CE QUE TAWAMBA EXIGE

Face à ce tableau, Célestin Tawamba ne se contente pas de dénoncer. Il formule des exigences. Le GECAM appelle à une amélioration de la gouvernance du secteur électrique, à une meilleure planification et à une mise en service effective des infrastructures annoncées. Le patronat réclame des comptes sur les investissements réalisés. « En construisant les barrages, quels étaient les KPI à atteindre ? Objectivement, quelle évaluation ? » interroge un observateur dans les commentaires de la page LinkedIn du quotidien L'Économie.

La question est légitime.
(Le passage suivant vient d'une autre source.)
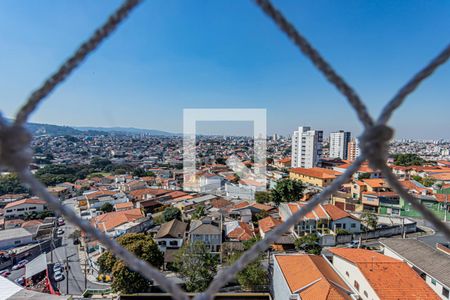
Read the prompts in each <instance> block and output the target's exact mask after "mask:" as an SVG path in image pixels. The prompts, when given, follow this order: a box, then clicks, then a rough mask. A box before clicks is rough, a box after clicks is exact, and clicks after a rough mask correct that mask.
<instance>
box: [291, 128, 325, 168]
mask: <svg viewBox="0 0 450 300" xmlns="http://www.w3.org/2000/svg"><path fill="white" fill-rule="evenodd" d="M322 140H323V131H322V130H312V129H311V128H310V127H307V126H302V127H299V128H298V130H297V131H294V134H293V135H292V160H291V164H292V167H293V168H313V167H317V165H318V163H319V160H320V158H321V156H322Z"/></svg>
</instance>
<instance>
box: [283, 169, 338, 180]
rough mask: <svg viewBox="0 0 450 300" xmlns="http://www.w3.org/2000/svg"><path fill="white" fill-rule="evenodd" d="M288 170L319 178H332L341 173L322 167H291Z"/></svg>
mask: <svg viewBox="0 0 450 300" xmlns="http://www.w3.org/2000/svg"><path fill="white" fill-rule="evenodd" d="M289 172H292V173H295V174H299V175H305V176H310V177H315V178H320V179H334V178H336V176H339V175H341V174H342V173H341V172H338V171H335V170H331V169H324V168H292V169H290V170H289Z"/></svg>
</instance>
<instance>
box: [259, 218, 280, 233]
mask: <svg viewBox="0 0 450 300" xmlns="http://www.w3.org/2000/svg"><path fill="white" fill-rule="evenodd" d="M282 223H283V221H281V220H279V219H275V218H274V217H272V216H268V217H266V218H264V219H261V220H259V221H258V226H259V229H260V230H261V231H262V232H264V233H267V232H269V231H270V230H272V229H274V228H275V227H277V226H278V225H280V224H282Z"/></svg>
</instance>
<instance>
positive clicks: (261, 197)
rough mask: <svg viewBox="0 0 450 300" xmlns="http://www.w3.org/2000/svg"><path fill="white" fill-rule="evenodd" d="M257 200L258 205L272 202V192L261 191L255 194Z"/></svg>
mask: <svg viewBox="0 0 450 300" xmlns="http://www.w3.org/2000/svg"><path fill="white" fill-rule="evenodd" d="M255 200H256V202H258V203H261V204H264V203H267V202H270V201H271V199H270V192H263V191H259V192H256V193H255Z"/></svg>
Entre 2012 et 2023, plus de 300 milliards de FCFA ont été mobilisés par le budget de l'État pour stabiliser ENEO. Le Fonds monétaire international avait alerté sur l'impact croissant de cette reprise en main sur la soutenabilité des finances publiques. Aujourd'hui, la SOCADEL, nouvelle entité, hérite du même problème structurel : des tarifs administrés en dessous du seuil de rentabilité, obligeant le Trésor à verser des compensations récurrentes.

LA LUMIÈRE VIENDRA-T-ELLE UN JOUR ?

Le message de Tawamba est un ultimatum déguisé. Le patronat camerounais, pilier de l'économie nationale, ne peut plus attendre. Les entreprises ferment, les investissements fuient, les emplois disparaissent. La lumière n'est pas un luxe. C'est une condition de survie économique.

La question n'est plus de savoir si la SOCADEL peut résoudre la crise. Elle est de savoir quand. Et à quel prix. Pour les patrons camerounais, la réponse se résume à trois mots. Trois mots que Célestin Tawamba a lancés comme un avertissement : « Remettez-nous la lumière ! »


Pourquoi y a-t-il des coupures d'électricité au Cameroun ?
Les coupures sont principalement causées par un réseau de transport et de distribution saturé, vétuste et sous-dimensionné. Près de 70 % des coupures proviennent du réseau, et non des centrales de production.

Qu'est-ce que la SOCADEL ?
La Société camerounaise d'Électricité (SOCADEL) est l'entreprise publique issue de la renationalisation d'ENEO en mai 2026. Elle est détenue à 100 % par l'État camerounais et a hérité d'une dette de plus de 800 milliards de FCFA.

Qui est Célestin Tawamba ?
Célestin Tawamba est le président du Groupement des Entreprises du Cameroun (GECAM) depuis 2017. Diplômé de HEC Paris et de l'Université Paris-Dauphine, il dirige le groupe industriel Cadyst Invest.

Le barrage de Nachtigal a-t-il résolu les coupures ?
Non. Nachtigal a injecté plus de 3,6 TWh dans le réseau, mais l'énergie ne peut pas être transportée jusqu'aux zones de consommation en raison de la congestion du réseau de transport.